Marija Pejčinović Burić, Segretaria generale del Consiglio d’Europa, ha dichiarato in merito: “Il divario retributivo di genere è inaccettabile, eppure continua a rappresentare uno dei principali ostacoli al conseguimento di una reale uguaglianza nelle società moderne. I governi europei devono intensificare urgentemente gli sforzi per garantire le pari opportunità sul posto di lavoro. E un numero maggiore di paesi dovrebbe utilizzare la Carta sociale europea del Consiglio d’Europa in quanto mezzo per raggiungere tale obiettivo”.

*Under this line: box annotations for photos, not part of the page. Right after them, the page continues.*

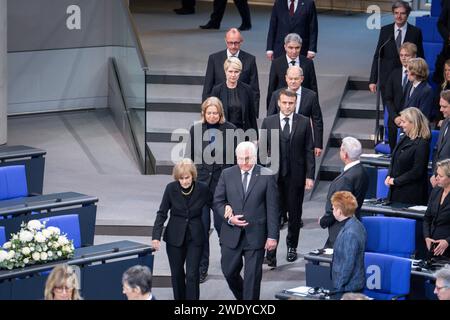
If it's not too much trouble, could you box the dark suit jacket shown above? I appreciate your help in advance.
[152,181,211,247]
[388,135,430,205]
[213,165,280,250]
[437,0,450,53]
[403,80,434,120]
[433,119,450,172]
[320,163,369,248]
[385,67,407,120]
[331,217,367,292]
[186,121,236,193]
[202,50,260,110]
[210,81,258,131]
[423,187,450,256]
[369,23,424,97]
[267,88,323,149]
[267,55,318,109]
[267,0,319,58]
[260,114,315,182]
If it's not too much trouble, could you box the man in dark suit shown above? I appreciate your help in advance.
[319,137,369,248]
[200,0,252,31]
[433,0,450,84]
[213,141,279,300]
[260,90,315,267]
[267,0,319,60]
[267,66,323,157]
[385,42,417,152]
[202,28,260,117]
[403,58,434,121]
[430,90,450,188]
[267,33,318,109]
[369,1,423,102]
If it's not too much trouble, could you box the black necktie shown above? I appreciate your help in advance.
[395,29,402,49]
[283,117,291,138]
[402,70,408,91]
[242,171,248,194]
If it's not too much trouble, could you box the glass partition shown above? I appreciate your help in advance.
[109,0,148,173]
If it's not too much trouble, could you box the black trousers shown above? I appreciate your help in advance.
[267,174,305,259]
[166,231,203,300]
[221,232,264,300]
[181,0,195,9]
[210,0,252,26]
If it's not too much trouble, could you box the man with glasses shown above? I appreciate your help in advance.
[213,141,280,300]
[434,265,450,300]
[267,33,318,109]
[202,28,260,117]
[369,1,424,103]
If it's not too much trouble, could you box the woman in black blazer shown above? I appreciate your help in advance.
[423,159,450,257]
[210,57,258,133]
[186,97,236,282]
[152,159,211,300]
[384,107,431,205]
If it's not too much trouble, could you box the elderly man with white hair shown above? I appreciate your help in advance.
[434,265,450,300]
[213,142,280,300]
[319,137,369,248]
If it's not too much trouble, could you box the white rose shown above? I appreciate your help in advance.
[42,229,53,239]
[46,227,61,235]
[58,236,69,246]
[19,230,33,242]
[6,250,16,260]
[34,232,45,243]
[27,220,43,230]
[0,250,8,263]
[31,252,41,261]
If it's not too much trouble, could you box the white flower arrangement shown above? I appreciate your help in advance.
[0,220,75,270]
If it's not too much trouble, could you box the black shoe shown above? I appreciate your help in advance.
[238,24,252,31]
[286,248,297,262]
[199,21,220,29]
[200,271,208,283]
[173,8,195,15]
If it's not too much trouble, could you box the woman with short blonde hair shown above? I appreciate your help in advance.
[152,158,212,300]
[44,264,82,300]
[384,108,431,205]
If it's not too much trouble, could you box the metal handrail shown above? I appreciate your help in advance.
[121,0,148,71]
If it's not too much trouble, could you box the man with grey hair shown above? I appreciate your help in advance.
[319,137,369,248]
[266,0,319,60]
[267,33,318,109]
[434,264,450,300]
[122,265,156,300]
[213,141,280,300]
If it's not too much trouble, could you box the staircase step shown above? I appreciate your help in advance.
[147,84,203,105]
[339,90,383,119]
[147,142,184,174]
[147,111,200,142]
[146,74,205,86]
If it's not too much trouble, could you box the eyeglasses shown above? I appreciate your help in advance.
[54,286,73,293]
[434,286,448,291]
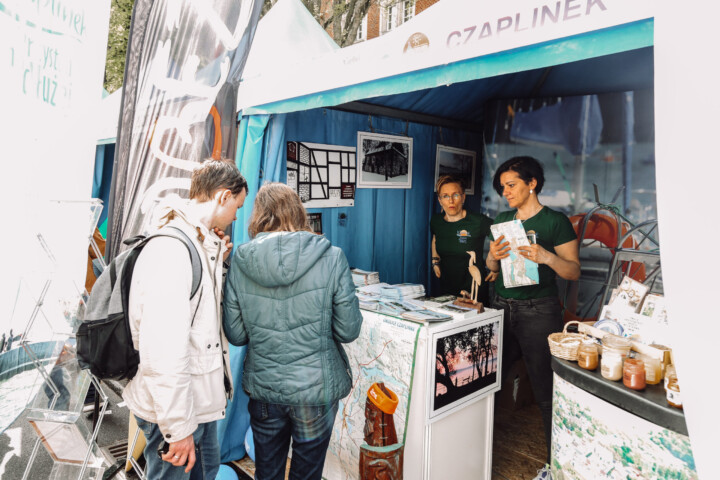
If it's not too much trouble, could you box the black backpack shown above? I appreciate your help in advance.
[76,227,202,380]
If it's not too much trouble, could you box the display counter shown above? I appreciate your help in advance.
[551,357,697,480]
[323,309,503,480]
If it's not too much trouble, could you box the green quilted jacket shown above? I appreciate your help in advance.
[223,232,362,405]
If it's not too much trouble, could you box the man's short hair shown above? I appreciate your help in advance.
[190,159,247,202]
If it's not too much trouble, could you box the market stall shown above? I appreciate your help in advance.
[330,309,502,479]
[217,2,668,478]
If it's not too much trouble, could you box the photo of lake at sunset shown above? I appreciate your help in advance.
[433,323,499,410]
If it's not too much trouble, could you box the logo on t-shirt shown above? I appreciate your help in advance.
[527,230,538,245]
[457,230,470,243]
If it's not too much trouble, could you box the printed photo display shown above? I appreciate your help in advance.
[357,132,413,188]
[429,317,502,420]
[287,142,356,208]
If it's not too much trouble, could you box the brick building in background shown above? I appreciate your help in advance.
[322,0,440,43]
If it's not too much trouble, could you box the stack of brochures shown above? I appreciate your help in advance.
[430,303,477,319]
[380,283,425,298]
[400,310,453,322]
[350,268,380,287]
[423,295,457,308]
[378,297,423,317]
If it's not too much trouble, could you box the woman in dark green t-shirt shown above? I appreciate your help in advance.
[430,175,495,305]
[485,157,580,468]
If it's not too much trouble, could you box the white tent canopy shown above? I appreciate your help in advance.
[97,0,340,145]
[238,0,654,114]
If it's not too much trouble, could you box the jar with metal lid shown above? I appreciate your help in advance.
[600,349,623,381]
[602,335,632,358]
[665,375,682,408]
[638,355,663,385]
[664,363,677,390]
[578,341,598,370]
[623,358,645,390]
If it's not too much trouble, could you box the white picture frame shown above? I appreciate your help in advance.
[426,313,503,423]
[435,144,477,195]
[285,141,357,208]
[357,132,413,188]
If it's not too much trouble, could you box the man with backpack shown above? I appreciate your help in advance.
[123,160,247,479]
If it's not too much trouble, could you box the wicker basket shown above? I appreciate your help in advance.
[548,322,589,362]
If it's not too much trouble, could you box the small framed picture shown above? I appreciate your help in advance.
[435,144,476,195]
[308,213,322,235]
[427,315,502,422]
[357,132,413,188]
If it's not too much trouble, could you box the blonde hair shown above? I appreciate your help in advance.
[435,175,465,195]
[248,183,312,238]
[190,159,247,202]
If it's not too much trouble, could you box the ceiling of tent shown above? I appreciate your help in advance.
[340,47,654,124]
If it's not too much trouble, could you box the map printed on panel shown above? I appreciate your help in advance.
[323,312,423,480]
[490,220,540,288]
[551,375,698,480]
[287,142,357,208]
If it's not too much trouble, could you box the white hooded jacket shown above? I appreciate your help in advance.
[123,200,232,442]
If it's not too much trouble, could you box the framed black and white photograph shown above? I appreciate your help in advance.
[357,132,412,188]
[427,315,502,422]
[308,213,322,235]
[287,142,356,208]
[435,145,477,195]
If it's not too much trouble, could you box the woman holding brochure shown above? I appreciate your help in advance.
[485,157,580,478]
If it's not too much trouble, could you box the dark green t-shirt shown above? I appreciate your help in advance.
[490,207,577,300]
[430,212,492,300]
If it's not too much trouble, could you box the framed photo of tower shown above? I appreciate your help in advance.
[435,144,477,195]
[357,132,413,188]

La situazione in Repubblica Ceca

La Repubblica Ceca figura tra quei paesi che hanno ancora un elevato livello di diseguaglianza tra uomini e donne in termini di retribuzione e diritti. In particolare, il divario retributivo di genere in Repubblica ceca rimane superiore al 20% ed è uno dei più alti dell’Unione europea. Gli stipendi degli uomini sono riusciti a crescere a un ritmo molto più rapido rispetto a quelli delle donne negli ultimi anni. Nel decennio 2010-2019 gli stipendi sono aumentati in modo significativo: ora, solo il 15,8% della forza lavoro guadagna meno di 20.000 corone ceche al mese, mentre nel 2009 il 40%. Tuttavia, nonostante questo aumento, il divario dei salari tra uomini e donne è rimasto costante: nel 2010 la retribuzione oraria media per le donne era del 21,6% più bassa rispetto agli uomini e nel 2018 è rimasto intorno al 20,1%. Secondo i dati Eurostat, questi numeri dimostrano che la Repubblica ceca è al terzo posto per maggior divario retributivo di genere (GPG) in Europa, dietro l’Estonia (22,7%) e la Germania (20,9), molto al di sopra della media UE del 14,8%. Il divario salariale persiste anche in caso di possesso degli stessi titoli di studio: la media mensile del salario delle donne con la laurea (29.591 corone) è del 17% inferiore a quello degli uomini (35.653 corone). Quanto ai settori, il divario più grande in cui le donne guadagnano il 21% in meno rispetto ai loro colleghi si riscontra tra i dirigenti e nell’artigianato, mentre un divario inferiore (6,7%) si trova tra gli addetti ai servizi e alle vendite. Questa categoria, insieme a quella con il secondo divario più piccolo (impiegati di supporto clericale), sono le uniche occupazioni in cui sono impiegate molte più donne rispetto agli uomini.

Lenka Simerska, esperta in materia di uguaglianza di genere, pari opportunità tra donne e uomini, equilibrio tra vita professionale e vita privata, responsabilizzazione e leadership delle donne per il Ministero del Lavoro e degli Affari Sociali, sta attualmente lavorando a una campagna per la parità di retribuzione. In una intervista alla radio ceca ha riconosciuto che le donne sono pagate meno degli uomini anche per lo stesso lavoro e che “è una vera e propria discriminazione, perché in questi casi le donne svolgono gli stessi compiti all’interno della stessa categoria di salari e guadagnano ancora di meno”. Probabilmente, l’aspetto peggiore e più significativo sul gap salariale è che è accettato come normalità: un sondaggio condotto dal Ministero del Lavoro ha rilevato che il 49% dei cechi “dà per scontato che le donne nella Repubblica ceca semplicemente non abbiano la possibilità di guadagnare tanto quanto gli uomini nella stessa posizione, con la stessa responsabilità”.